A check-in is a type of safety mechanic used by participants during a larp to assess or gauge another player's state. It can be used at any time if one is concerned about another, but it is typically used to determine if another player is OK and wants to continue playing. Most commonly, check-ins are employed in situations where you are unsure if the other person wants to continue a difficult or intense scene but, for whatever reason, may be unable to convey their wishes or feelings directly.
The check-in mechanic essentially asks another player, "are you OK?". Unless you get a "yes" from the other player in response to the check-in, you are supposed to Cut and talk the situation through.
The check-in mechanic can be bespoke for a larp design, and can consist of any code word, motion, or combination that the community agrees upon, practices, and uses.
A commonly used check-in method is the "OK Check-In," developed in 2016 and debuted at New World Magischola, a Nordic larp held in the United States.
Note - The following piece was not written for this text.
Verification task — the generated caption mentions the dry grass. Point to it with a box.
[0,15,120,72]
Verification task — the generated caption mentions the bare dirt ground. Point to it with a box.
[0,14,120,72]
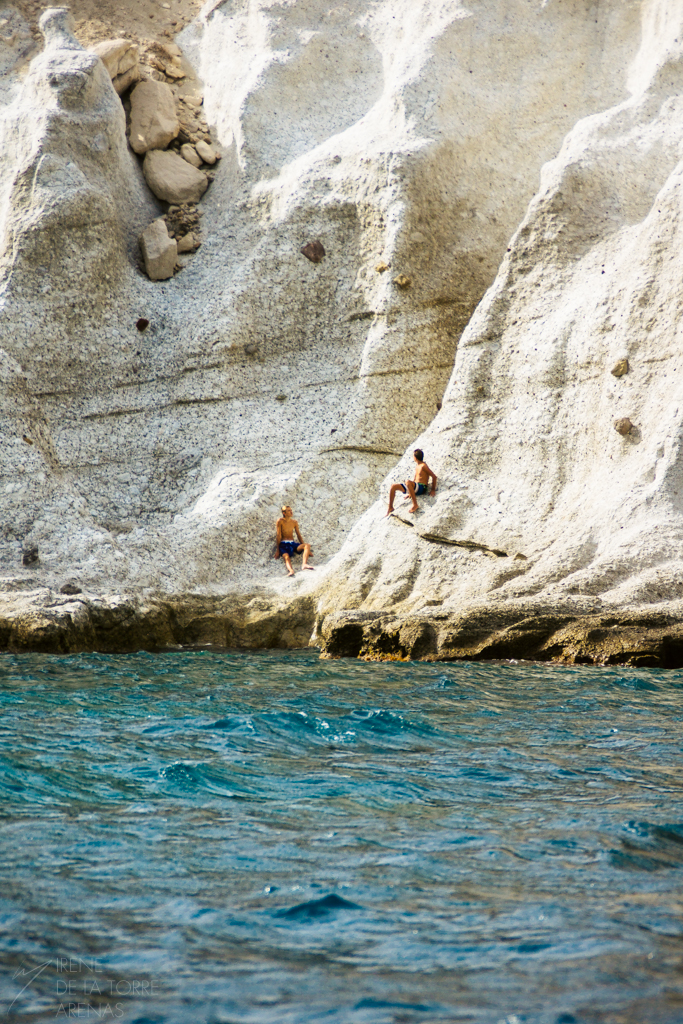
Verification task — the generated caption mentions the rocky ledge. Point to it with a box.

It is now used in many larps, as a way to ensure all parties are "ok" and to signal a need for negotiation or care.
The OK Check-In Procedure:
- Player 1 flashes the “OK” symbol — with the thumb and index finger touching in an “o” and the other three fingers extended upward — to another player and establishes eye contact. This gesture means “Are you okay?”
- Player 2 responds to the signal with one of three responses:
- Thumbs-up, which means “Doing fine, no need for follow-up.” Play continues without interruption.
- Thumbs-down, which means “I am not okay.” Player 1 should respond by taking the player aside and saying the agreed-upon words.
- Flat hand, which means “I am not sure.” Player 1 should still respond by taking the player aside and saying the agreed-upon words.